Grupos como o Cyber Partisans ou o Anonymous estão se tornando cada vez mais notados (e influentes) nas ações políticas. Ricardo Motta, especialista em direito digital e sócio da Viseu Advogados, acredita que até é possível que hackers ajudem a derrubar governos — mas de maneira indireta. Especificamente, em conjunto com ação popular: “Toda esta força estará baseada única e exclusivamente na quantidade e qualidade das informações obtidas pelos grupos, sobretudo na forma como poderão ser utilizadas para pressionar o governo que se busca derrubar”.

Para o advogado e pesquisador sênior do ITS Rio, Christian Perrone, ações hacktivistas podem ter resultado do ponto de vista cibernético, já que é o mesmo espaço de discussão política e formação de opinião ocupado por muitos. No entanto, do ponto de vista histórico, isto nunca ocorreu.

“Você pode dificultar a vida de um determinado regime e aí, de alguma forma então, você acaba impactando e causando modificações políticas — que podem levar esse regime, inclusive, de alguma forma, talvez, à queda.

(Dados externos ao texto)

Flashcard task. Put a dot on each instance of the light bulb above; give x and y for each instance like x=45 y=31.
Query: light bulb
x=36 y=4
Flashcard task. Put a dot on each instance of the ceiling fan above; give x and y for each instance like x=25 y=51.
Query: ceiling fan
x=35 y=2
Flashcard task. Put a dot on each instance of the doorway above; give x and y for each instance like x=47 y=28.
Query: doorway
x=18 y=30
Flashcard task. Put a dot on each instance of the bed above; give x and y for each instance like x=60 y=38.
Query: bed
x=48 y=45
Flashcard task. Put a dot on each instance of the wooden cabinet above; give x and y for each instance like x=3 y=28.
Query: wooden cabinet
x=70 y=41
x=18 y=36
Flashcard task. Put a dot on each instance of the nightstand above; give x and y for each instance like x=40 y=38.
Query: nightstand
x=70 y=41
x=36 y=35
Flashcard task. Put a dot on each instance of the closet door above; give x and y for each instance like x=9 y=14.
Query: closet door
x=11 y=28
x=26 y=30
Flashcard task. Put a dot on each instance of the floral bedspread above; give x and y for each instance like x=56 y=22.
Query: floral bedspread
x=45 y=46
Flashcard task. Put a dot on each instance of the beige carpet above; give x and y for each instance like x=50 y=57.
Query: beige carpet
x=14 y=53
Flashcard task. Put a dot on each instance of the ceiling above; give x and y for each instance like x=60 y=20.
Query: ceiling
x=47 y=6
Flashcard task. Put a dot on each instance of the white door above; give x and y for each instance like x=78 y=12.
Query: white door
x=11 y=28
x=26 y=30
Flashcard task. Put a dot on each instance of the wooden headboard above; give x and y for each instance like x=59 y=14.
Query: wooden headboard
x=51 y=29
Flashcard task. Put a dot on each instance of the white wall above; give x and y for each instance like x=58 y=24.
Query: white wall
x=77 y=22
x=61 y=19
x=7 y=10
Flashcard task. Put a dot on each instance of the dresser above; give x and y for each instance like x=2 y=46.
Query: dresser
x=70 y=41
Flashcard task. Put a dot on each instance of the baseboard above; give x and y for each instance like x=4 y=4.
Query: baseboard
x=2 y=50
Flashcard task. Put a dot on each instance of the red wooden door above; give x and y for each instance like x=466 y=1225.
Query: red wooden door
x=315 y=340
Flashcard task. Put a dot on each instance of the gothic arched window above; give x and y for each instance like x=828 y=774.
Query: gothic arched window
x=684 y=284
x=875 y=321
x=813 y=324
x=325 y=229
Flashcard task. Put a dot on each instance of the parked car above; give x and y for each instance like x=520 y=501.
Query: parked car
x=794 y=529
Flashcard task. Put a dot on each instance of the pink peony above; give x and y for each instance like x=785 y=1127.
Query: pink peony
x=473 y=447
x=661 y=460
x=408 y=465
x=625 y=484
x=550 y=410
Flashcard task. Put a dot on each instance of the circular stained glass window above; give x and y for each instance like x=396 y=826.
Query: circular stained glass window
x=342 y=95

Mas não é o mais provável.”

Por fim, Gustavo Oliveira reforça que só o esforço dos ciberativistas não basta, lembrando que o país possui forte apoio da Rússia e que a oposição, no momento, está descentralizada.

“No caso de Belarus, ações como as do grupo Cyber Partisans podem, sim, contribuir para o desgaste político de Lukashenko e galvanizar mobilizações populares contra ele. Mas esse fator isolado dificilmente seria suficiente, pois há de se considerar as outras forças políticas em jogo”, afirma.